Helsinki or Swim: Finland's capital city

Issue Number: 
525
Author: 
Tara Warner
Published: 
2003-05-16


You don’t meet many people who say, "I always dreamed of seeing Helsinki." It doesn’t have the ring of, say, Paris or Venice. Its Nordic location gives it a reputation for being quiet and expensive and it’s not exactly a tropical paradise. Even so, it has enough in its favor to be worth a visit. It is friendly and relaxing, cheaper than Sweden (though so are most places) and it’s not far away.

On the practical side, if you need to get a Russian visa quickly and reliably, the Russian consulate in Helsinki (on the corner of Vuorimiehenkatu) provides a very efficient one-day service.

Other reasons for going to Helsinki include eating good fish, finding out if the weird Finns in Aki Kaurismaki’s films have real-life prototypes, and breathing clean, fresh sea air. Meanwhile you can soak in the rocky bleakness, neo-classical grandeur, and the Nordic neatness and comfort and modern efficiency that all blend in the city.

Helsinki’s closeness to Russia is apparent in its architecture. Finland was part of the Russian empire from 1809-1917, and until Russian policy took a more autocratic turn towards the end of this period, it was a time that saw Finnish culture and language flourish. Some of the architects that worked in St. Petersburg also worked in Helsinki. The central Senate Square displays the same kind of neo-classical harmony prominent in St. Petersburg, and the Uspensky Cathedral, Western Europe’s largest Orthodox church, is unmistakably Russian-looking with its burst of colorful domes. The church serves not only the growing Russian community, but it also holds Finnish-language services, since a minority of Finns has long been Orthodox.

The Russian influence on the architecture meant that Helsinki was often used by Western moviemakers as a stand-in for the Soviet Union in Cold War-era films, and there are certainly moments, especially around Senate Square, when you could believe yourself to be in Russia, albeit in a more scrubbed and scoured version.

The city’s compactness means you can forget about the shiny modern trams running here and there and tour the sights on foot. From the impressive railway station building it’s a short walk through the shopping district to Senate Square and the stark white cathedral rising at the top of the steps, one of Helsinki’s most famous landmarks. From there, it’s not far to the Market Square by the waterfront where people sell fresh fish and souvenirs.
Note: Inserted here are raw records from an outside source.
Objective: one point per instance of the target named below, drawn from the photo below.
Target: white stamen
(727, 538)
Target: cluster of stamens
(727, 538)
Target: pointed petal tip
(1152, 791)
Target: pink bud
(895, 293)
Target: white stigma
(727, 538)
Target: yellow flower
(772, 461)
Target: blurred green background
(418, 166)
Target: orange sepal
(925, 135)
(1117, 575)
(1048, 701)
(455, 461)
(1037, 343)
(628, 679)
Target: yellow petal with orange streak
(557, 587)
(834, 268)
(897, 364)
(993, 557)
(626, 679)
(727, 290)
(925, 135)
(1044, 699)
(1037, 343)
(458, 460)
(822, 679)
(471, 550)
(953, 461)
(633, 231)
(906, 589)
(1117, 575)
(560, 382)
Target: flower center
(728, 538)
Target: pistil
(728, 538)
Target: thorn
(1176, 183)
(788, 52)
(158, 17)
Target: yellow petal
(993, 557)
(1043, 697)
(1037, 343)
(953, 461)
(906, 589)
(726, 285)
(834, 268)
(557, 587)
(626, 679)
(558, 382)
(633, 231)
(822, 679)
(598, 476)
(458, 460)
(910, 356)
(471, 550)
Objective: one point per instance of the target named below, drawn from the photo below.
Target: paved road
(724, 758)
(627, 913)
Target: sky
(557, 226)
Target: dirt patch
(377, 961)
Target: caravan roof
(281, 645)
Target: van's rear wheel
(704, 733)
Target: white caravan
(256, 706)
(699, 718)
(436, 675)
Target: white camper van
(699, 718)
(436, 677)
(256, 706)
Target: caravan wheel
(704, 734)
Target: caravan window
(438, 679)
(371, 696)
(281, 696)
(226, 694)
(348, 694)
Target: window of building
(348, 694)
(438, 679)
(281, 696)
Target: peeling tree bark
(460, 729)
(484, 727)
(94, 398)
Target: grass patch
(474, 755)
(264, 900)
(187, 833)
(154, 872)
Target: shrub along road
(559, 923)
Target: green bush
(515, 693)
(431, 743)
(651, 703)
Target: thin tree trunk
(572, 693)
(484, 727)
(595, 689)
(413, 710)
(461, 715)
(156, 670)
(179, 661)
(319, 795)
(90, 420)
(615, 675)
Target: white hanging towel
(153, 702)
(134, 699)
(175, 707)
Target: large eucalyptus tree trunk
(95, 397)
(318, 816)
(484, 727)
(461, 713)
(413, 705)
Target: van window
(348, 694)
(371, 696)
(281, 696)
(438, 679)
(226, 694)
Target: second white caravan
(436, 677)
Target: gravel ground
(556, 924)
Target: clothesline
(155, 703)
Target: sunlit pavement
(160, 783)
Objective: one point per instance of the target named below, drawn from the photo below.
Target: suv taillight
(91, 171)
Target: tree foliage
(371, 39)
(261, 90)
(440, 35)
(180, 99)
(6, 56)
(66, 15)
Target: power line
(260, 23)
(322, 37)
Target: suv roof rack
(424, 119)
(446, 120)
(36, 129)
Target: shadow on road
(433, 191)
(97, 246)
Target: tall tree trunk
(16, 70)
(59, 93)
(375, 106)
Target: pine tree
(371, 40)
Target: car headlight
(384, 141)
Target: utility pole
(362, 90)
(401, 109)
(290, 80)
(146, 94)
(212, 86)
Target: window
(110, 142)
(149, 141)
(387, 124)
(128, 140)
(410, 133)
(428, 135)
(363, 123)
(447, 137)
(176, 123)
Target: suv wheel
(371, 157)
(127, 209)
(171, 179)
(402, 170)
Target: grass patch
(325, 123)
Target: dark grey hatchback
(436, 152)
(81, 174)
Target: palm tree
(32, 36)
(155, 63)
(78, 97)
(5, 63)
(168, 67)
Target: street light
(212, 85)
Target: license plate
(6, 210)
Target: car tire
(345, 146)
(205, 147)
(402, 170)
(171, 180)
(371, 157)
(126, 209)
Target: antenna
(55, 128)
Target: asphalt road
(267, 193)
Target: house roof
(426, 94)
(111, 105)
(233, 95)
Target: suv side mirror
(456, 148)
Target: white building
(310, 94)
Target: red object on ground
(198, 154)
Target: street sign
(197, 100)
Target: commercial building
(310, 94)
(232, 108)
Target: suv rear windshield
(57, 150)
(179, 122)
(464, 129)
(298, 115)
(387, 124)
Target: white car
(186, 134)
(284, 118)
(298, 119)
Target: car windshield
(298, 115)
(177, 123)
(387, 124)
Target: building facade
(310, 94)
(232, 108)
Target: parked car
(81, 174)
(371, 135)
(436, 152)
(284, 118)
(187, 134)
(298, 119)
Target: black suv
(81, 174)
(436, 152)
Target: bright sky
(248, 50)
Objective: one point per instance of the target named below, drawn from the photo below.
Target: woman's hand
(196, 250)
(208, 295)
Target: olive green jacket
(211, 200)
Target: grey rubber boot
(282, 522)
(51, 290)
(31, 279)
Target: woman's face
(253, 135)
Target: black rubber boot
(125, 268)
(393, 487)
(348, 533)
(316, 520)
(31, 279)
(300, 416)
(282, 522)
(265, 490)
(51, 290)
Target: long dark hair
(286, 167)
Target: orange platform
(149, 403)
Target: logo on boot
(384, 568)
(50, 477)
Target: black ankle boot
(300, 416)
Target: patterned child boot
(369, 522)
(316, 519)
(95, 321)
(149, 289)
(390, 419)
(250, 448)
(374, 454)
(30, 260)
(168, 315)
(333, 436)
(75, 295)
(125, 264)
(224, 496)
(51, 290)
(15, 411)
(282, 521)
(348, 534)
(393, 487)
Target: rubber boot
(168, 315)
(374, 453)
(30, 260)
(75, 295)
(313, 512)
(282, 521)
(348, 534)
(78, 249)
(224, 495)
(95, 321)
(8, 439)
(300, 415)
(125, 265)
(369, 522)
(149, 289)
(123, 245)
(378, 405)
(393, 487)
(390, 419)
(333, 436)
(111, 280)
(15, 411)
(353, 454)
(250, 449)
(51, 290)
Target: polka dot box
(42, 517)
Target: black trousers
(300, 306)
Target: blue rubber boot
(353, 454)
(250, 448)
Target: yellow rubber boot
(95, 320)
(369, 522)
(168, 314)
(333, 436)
Also on the waterfront is the Old Market Hall. Here you can tempt your eyes and stomach with piles of salmon, herring, caviar, pancakes and Karelian buns with cheese, potato or fish. For those of you not so keen on marine life, there are also fine chocolates, sweet pastries, meats and sausages and much more.

Other activities in Helsinki include a short boat trip out to Suomenlinna, an old sea fortress built on an island not far from the city. The fortress, one of the largest of its kind in the world, is on the list of world heritage sites, and once you’re done exploring, you can get a huge buffet lunch there for around 10 euros.

If shopping is your thing, Helsinki has no shortage of venues. There is a very large Stockmann’s close to the railway station, and a big bookshop next door selling an extensive range of books in a number of languages. Restaurants can get expensive, but the city’s numerous cafes make good eating spots with excellent, well-presented food and coffee at often quite reasonable prices.

Hotels are not cheap, though there are youth hostel options, especially in the summer. One convenient choice is the Omapohja guesthouse (Itainen Teatterikuja, 3), which offers decent double rooms in a Victorian-style setting from 45 euros and is very close to the railway station.